To date Utovich has ignored interview requests, including Free Times'. At press time it wasn't even clear whether she had spoken to the internal investigators. So for now the e-mails - some of which are partially redacted, others devoid of any context - stand on their own, and Dann can only wonder how much damage his reputation has suffered, and whether it's permanent.
BUT HERE'S THE DILEMMA the media face, or should be facing: Much of what's "known" comes from recollections of comments, some made by Gutierrez, the man whose apparent untrustworthiness is arguably the foundation of the current scandal.
Alyssa Lenhoff, Dann's wife and the director of the journalism program at Youngstown State, noted this in her e-mail response to Free Times' request for comment on whether she'd played a role in Stankoski, Stout or Utovich's transfers: "The only comment I would make is that this is false. I never asked Marc nor anyone else to transfer anyone. Are you really writing a cover story based on double (maybe triple) hearsay that happens to be false? I've been a journalist for 20 years and I am a little surprised by how you described your cover story. Maybe I am missing something."
Gutierrez spoke briefly in his driveway, long enough to say, "I would love to talk. But I already spoke to another reporter off the record and it got me in a lot of trouble."
Dann has said little - not surprising, considering that the investigators he appointed are still working (last week they said that they'd interviewed 23 witnesses and were preparing a report to be released this week). Utovich has avoided the press. Jennings did not respond to Free Times' requests for comment; nor did Ed Simpson, Dann's chief of staff. Spokesmen in the AG's office and the Dann for Ohio campaign refused to comment on "rumors." (One also noted that Utovich's transfer was ordered by Ed Simpson, Dann's chief of staff, because Simpson "thought it was time for her to move on.")
Chris Redfern, head of the Ohio Democratic Party, released this statement: "No one has accused Marc Dann of doing anything illegal. No one has accused Marc Dann of being a bad AG. Look at his accomplishments, already. You know what they're accusing him of? Having bad friends. As soon as this report comes out, you'll see terminations of employees who have done things that are inappropriate. Then, Dann will have the opportunity to chart his own course for the rest of his term."
It remains to be seen, though, whether the report will really silence those who are already calling for Dann's head.
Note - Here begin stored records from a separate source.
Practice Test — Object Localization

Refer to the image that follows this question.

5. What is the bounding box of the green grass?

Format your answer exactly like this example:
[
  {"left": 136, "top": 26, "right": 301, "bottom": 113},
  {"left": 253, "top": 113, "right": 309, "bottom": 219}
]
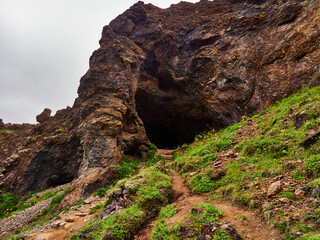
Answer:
[
  {"left": 171, "top": 87, "right": 320, "bottom": 239},
  {"left": 71, "top": 168, "right": 172, "bottom": 239},
  {"left": 151, "top": 203, "right": 231, "bottom": 240}
]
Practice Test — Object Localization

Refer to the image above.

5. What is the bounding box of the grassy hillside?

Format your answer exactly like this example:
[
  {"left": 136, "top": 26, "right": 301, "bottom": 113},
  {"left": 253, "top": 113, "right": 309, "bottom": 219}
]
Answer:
[
  {"left": 172, "top": 87, "right": 320, "bottom": 239},
  {"left": 0, "top": 87, "right": 320, "bottom": 240}
]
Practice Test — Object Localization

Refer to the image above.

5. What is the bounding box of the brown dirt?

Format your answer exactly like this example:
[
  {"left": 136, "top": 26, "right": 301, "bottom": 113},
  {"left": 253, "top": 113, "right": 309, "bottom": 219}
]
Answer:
[
  {"left": 214, "top": 202, "right": 283, "bottom": 240},
  {"left": 135, "top": 168, "right": 283, "bottom": 240},
  {"left": 166, "top": 172, "right": 207, "bottom": 226}
]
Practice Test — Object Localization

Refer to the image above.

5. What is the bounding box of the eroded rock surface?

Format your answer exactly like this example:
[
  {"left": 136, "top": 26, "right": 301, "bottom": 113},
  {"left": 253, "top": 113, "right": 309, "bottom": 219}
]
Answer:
[{"left": 0, "top": 0, "right": 320, "bottom": 199}]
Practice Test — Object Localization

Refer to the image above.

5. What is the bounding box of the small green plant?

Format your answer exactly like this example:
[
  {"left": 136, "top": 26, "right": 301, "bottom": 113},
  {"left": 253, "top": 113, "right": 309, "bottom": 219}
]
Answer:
[
  {"left": 0, "top": 191, "right": 18, "bottom": 219},
  {"left": 282, "top": 192, "right": 293, "bottom": 199},
  {"left": 97, "top": 188, "right": 107, "bottom": 197},
  {"left": 189, "top": 174, "right": 216, "bottom": 193},
  {"left": 304, "top": 154, "right": 320, "bottom": 178},
  {"left": 89, "top": 204, "right": 103, "bottom": 215}
]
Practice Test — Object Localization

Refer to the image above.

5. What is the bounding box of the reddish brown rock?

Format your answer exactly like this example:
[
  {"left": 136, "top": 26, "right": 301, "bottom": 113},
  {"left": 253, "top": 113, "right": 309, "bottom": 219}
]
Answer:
[{"left": 36, "top": 108, "right": 51, "bottom": 123}]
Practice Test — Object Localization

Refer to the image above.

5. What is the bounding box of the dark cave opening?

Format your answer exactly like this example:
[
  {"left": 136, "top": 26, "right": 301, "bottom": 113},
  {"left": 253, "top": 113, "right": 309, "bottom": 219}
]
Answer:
[
  {"left": 47, "top": 172, "right": 75, "bottom": 187},
  {"left": 136, "top": 86, "right": 212, "bottom": 149},
  {"left": 145, "top": 123, "right": 179, "bottom": 149}
]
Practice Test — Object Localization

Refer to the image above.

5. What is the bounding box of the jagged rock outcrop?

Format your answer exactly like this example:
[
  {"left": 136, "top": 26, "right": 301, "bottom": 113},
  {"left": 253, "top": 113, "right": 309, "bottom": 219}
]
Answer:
[{"left": 0, "top": 0, "right": 320, "bottom": 201}]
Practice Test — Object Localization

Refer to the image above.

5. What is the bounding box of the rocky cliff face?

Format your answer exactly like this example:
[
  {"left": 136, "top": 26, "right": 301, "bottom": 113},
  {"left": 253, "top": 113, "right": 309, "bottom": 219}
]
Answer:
[{"left": 0, "top": 0, "right": 320, "bottom": 200}]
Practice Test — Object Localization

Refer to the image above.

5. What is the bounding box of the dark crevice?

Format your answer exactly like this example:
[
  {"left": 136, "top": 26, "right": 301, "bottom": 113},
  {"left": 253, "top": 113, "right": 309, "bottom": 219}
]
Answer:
[{"left": 135, "top": 74, "right": 213, "bottom": 149}]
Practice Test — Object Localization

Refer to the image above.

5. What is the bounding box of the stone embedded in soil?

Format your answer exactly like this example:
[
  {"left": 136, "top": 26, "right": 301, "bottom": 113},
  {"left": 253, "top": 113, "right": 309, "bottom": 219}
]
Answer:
[
  {"left": 267, "top": 181, "right": 281, "bottom": 197},
  {"left": 0, "top": 1, "right": 320, "bottom": 217}
]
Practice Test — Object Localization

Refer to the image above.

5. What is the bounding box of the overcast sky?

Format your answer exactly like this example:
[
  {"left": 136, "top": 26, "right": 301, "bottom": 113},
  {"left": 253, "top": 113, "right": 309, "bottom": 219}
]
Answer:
[{"left": 0, "top": 0, "right": 198, "bottom": 123}]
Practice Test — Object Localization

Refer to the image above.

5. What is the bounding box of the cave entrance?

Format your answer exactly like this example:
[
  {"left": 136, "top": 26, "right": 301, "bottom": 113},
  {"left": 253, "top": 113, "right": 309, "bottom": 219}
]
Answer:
[
  {"left": 136, "top": 89, "right": 211, "bottom": 149},
  {"left": 145, "top": 123, "right": 179, "bottom": 149}
]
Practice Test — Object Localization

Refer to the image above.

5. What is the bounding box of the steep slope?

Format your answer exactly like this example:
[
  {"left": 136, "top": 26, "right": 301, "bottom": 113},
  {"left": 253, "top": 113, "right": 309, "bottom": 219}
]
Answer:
[{"left": 0, "top": 0, "right": 320, "bottom": 214}]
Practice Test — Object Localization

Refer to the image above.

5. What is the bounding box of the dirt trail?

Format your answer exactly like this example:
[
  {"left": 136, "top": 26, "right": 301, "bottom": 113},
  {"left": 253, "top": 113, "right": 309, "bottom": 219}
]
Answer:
[
  {"left": 135, "top": 165, "right": 283, "bottom": 240},
  {"left": 213, "top": 202, "right": 283, "bottom": 240}
]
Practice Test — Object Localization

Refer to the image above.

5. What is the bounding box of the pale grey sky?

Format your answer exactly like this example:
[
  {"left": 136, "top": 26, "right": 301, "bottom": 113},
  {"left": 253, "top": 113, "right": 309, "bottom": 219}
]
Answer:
[{"left": 0, "top": 0, "right": 199, "bottom": 123}]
Plain Dealer columnist Brent Larkin worked himself into a lather two weeks ago: "That decision [to conduct an in-house investigation] was a huge political blunder that not only raises suspicions of a cover-up, but will undermine the credibility of virtually everything Dann does in his important job as the state's top lawyer," Larkin wrote in the April 16 edition. He went on to mention rumors that Strickland is already selecting replacements to fill Dann's position, if he is forced to resign. "Even if Dann lasts until 2010, it's difficult to imagine him winning a second term."
A Baltimore Sun writer went so far as to speculate that "an exquisitely sleazy scandal in the Ohio Attorney General's office could ripple through the November election with potentially disastrous consequences for the Democrats' national ticket."
At a brief public appearance two weeks ago, a Dayton Daily News reporter asked Dann point-blank if he intended to resign. "That is just ridiculous," he said. "I'm doing a great job for the people of the state of Ohio. We are holding people who hurt consumers accountable, we're taking on predatory lenders ... and [resigning] never crossed my mind." He abruptly ended the press conference and disappeared behind a phalanx of AG staffers.
CORRECTION: The quote attributed to the Baltimore Sun actually came from a Chicago Tribune writer, Andrew Zajac.